Réunion syndicats/gilets jaunes ; Une convergence impossible ?
Six mois après le début du mouvement et à la suite de quelques tentatives de convergence qui n’aboutissent jamais, une réunion débat autour de la question de la convergence entre gilets jaunes et syndicats a eu lieu ce jeudi 23 mai à l’initiative des gilets jaunes de la commission convergence 34 et du Rond-point des près d’arènes, au bar le Dôme a Montpellier. Plusieurs organisations syndicales ont été conviées à cette réunion dont la CGT, FO, solidaires ou encore la CFDT.

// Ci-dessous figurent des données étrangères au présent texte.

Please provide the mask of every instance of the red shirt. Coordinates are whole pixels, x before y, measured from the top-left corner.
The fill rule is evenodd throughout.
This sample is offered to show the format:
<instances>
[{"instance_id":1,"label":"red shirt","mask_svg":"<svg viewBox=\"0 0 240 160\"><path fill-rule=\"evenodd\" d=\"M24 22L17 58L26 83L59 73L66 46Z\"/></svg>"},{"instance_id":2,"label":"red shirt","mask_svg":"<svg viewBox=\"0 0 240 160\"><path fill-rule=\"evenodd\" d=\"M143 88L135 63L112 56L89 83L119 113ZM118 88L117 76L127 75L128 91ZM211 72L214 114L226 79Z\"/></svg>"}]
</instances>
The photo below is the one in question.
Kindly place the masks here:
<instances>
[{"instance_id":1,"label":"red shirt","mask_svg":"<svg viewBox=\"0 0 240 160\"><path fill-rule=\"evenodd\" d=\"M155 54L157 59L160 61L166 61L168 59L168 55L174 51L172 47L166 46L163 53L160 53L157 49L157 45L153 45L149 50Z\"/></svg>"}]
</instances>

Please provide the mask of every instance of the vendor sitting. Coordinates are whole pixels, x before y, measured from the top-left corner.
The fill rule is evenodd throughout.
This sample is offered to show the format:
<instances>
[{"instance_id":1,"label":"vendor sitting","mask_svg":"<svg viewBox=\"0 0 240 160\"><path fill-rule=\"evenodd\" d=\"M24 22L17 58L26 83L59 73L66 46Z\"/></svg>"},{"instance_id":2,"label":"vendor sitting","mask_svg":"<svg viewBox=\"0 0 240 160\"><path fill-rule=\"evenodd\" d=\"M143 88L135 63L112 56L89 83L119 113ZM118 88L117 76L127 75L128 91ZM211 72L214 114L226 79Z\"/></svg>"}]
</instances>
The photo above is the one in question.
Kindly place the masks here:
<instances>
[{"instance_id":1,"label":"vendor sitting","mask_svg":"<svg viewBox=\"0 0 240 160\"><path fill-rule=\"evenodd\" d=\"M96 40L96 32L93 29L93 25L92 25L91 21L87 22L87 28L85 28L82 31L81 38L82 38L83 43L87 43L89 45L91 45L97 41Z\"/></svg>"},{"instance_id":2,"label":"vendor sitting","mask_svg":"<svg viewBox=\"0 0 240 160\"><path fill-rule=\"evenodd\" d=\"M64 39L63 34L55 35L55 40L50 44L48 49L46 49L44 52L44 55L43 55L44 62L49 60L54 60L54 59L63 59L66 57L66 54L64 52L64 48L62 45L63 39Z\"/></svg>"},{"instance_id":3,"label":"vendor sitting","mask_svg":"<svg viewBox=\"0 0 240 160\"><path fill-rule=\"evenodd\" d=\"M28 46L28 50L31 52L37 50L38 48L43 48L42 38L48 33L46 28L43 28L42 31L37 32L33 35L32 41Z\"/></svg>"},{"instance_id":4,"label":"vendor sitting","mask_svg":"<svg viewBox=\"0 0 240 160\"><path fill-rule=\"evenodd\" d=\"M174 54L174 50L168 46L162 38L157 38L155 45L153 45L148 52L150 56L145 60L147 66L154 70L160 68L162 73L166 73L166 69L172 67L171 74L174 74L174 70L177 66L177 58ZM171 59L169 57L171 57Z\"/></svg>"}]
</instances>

Si les gilets jaunes ont pris l’initiative de tendre la main aux organisations syndicales, leur appel est resté lettre morte et seulement deux syndicats (la CGT et l’union syndicale Solidaires), parmi les huit conviés, ont répondu à leurs invitations.
La réunion débat débute alors à 18h25 au moment où deux gilets jaunes montpelliéraines ont lancé un appel aux dons pour Dylan, gilet jaune d’à peine 18 ans éborgné lors de l’acte XXIII à Montpellier. Les prises de paroles se sont dès lors enchainées et se sont cristallisées autour du rejet d’une grande partie des gilets jaunes, représentés par leurs mandatés, d’une éventuelle convergence avec les organisations syndicales malgré la tentative de quelques-uns de recentrer le débat autour des actions communes à mener.
« Telle était l’espérance de tous ceux qui ont participé à ce mouvement »
Une gilet jaune a pris la parole et a souligné le fait que selon elle la convergence semblait être naturelle « dans toutes les assemblées générales des secteurs en lutte (hôpitaux, écoles…) les Gilets jaunes se mobilisent et sont présents » et que même si « au début il y avait une méfiance à l’égard des syndicats et toute tentative de rentrer dans un cadre », aujourd’hui le contexte est tout autre et que « la situation l’exige ». Il existe selon elle un lien de complémentarité entre les syndicats et les gilets jaunes « nous on a notre force de mobilisation et vous votre force d’organisation ».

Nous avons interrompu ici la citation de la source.